その時の驚きと感動は未だに忘れられません!
こんなに雪深い世界は生まれて初めてでしたから。朝日に照らされたモコモコの真っ白な雪がキラキラキラキラ光っていて、眩しくって、外は気持ちが良いくらい空気が凜と澄んでて、雪は冷たく粉みたいにサラサラして。
こんな綺麗な世界が存在してるんだなぁと。
春とはいえ、北海道は雪解け前でしたからね。目の前の別世界に「これからここで暮らすんだ!」とワクワクしたものです。
そんな風に雪と出会ったせいかどうかわかりませんが、私は雪が”理屈抜きに”大好きなのです。
出会い方のインパクトがあったからかもしれませんし、もしかしたら無意識に、父の故郷だからかもしれません。
雪は綺麗だけれど怖いものでもありました。激しく吹雪いた時や降り止まずいつまでも積もる時などは命の危険さえ感じるくらい、雪はいとも簡単に世界を真っ白に埋め尽くしました。
一方で、あたたかくもありました。
北海道の冬のお家の中はとてもポカポカです。家のストーブを途切れることなくずっと焚き続けているからでしょう。寒さが厳しいので夜も火を切らさないのです。
周りを雪に閉じ込められることで、一層、暖をとり暖め合おうとするかのようで、どのお家に行ってもストーブに灯された火の温もりがホントに心地よかった。
雪深く自然に囲まれた北海道での暮らし。一番のびのびしていたかもしれないなぁ。
子ども時代の自分にとってはまるで夢の世界のように楽しかったですが、一方で、親にとっては厳しい現実だったようです。

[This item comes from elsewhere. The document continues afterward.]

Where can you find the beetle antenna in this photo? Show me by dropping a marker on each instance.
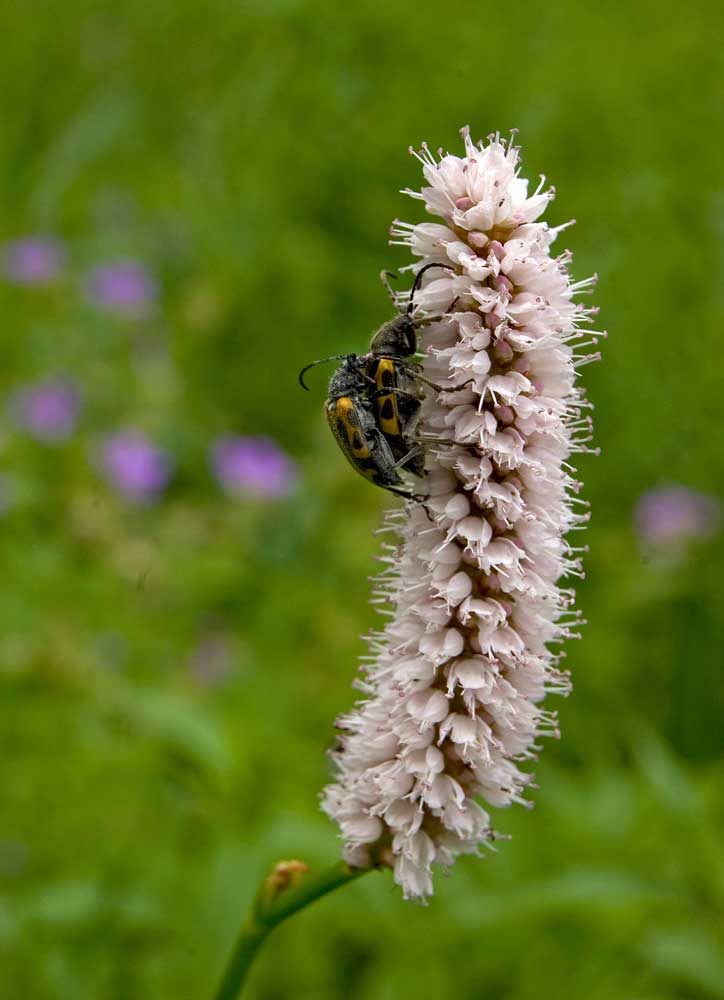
(418, 279)
(385, 279)
(322, 361)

そんな北海道での暮らしはまさに夢のように短く、再び本州へと引っ越してしまいましたが。
それにしても雪。
もうそろそろ溶けて、またいつものような日々に戻ってしまうなぁ。
それでもきっと、懲りずにまた雪が降るのを待ち望んでしまう私でしょう。
ベチャ雪でもどうやら雪は嫌いになれそうにありませんね。